MyShake app may not bring all the boys to the yard, but it may save your life one day. Or at least it may serve as a great way to track and alert people when a significant earthquake hits your area.
The application was developed by a group of scientists from UC Berkeley, and it is meant to help seismologists do their job. But the idea is a bit different, as this project aims to take advantage of the fact that we all carry smartphones. Yes… it is crowdsourced. Seismometer sensors are not cheap, so getting a little help from app users will go a long way.
But how can a smartphone even detect an earthquake? Well, these gadgets do have gyroscopes, which can recognize movement. But it does seem a little useless for this case, because we are always moving around – so in a chart it may look like there is seismic activity all day.

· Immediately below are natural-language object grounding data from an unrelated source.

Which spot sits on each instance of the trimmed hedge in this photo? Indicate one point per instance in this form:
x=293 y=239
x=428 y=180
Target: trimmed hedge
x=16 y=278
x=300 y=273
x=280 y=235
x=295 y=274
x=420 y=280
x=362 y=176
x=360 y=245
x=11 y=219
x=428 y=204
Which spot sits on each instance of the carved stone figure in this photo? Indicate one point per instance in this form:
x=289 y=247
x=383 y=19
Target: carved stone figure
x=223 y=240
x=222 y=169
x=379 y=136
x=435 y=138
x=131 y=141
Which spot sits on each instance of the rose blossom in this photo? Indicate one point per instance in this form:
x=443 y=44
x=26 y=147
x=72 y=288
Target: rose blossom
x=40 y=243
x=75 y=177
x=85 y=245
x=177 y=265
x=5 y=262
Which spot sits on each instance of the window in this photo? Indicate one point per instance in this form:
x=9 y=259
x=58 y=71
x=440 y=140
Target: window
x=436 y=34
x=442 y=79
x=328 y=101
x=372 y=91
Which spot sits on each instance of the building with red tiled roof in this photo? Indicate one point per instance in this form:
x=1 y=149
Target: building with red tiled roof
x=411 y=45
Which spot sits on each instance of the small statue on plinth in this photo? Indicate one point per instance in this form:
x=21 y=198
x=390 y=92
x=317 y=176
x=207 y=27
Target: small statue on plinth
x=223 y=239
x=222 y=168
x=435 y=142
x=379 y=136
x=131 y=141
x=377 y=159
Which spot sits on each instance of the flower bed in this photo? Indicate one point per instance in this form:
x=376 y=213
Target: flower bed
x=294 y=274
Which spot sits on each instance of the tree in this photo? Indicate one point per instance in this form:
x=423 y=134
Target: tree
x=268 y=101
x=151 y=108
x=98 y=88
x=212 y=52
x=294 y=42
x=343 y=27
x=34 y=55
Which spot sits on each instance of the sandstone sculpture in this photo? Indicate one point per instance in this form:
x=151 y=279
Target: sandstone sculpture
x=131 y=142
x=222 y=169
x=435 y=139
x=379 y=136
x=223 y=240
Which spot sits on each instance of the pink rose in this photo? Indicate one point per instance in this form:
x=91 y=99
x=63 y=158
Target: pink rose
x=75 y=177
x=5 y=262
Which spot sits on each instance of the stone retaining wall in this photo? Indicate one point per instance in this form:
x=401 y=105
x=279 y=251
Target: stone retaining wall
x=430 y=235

One phone alone can do nothing, but the idea is to get plenty of users on board, then data can start making sense. If, say, 100 people around a specific vicinity register very similar activity at the same time, then we can deduce it is not them moving, but everything around them. It seems the set limit is 60%; if more than that amount of users show seismic activity, an alert will go off. Apparently phones can effectively record earthquakes of magnitude 5 or greater, which are really the ones that matter.
The project is still taking off, so we don’t know how far it can go. It sure seems like something some regions should advertise more. Off the top of my head, I can think of areas like California or Japan. At some point they could even use it as a system that works along with other seismometers.
Want to help out? Go ahead and download the app. Who is signing up?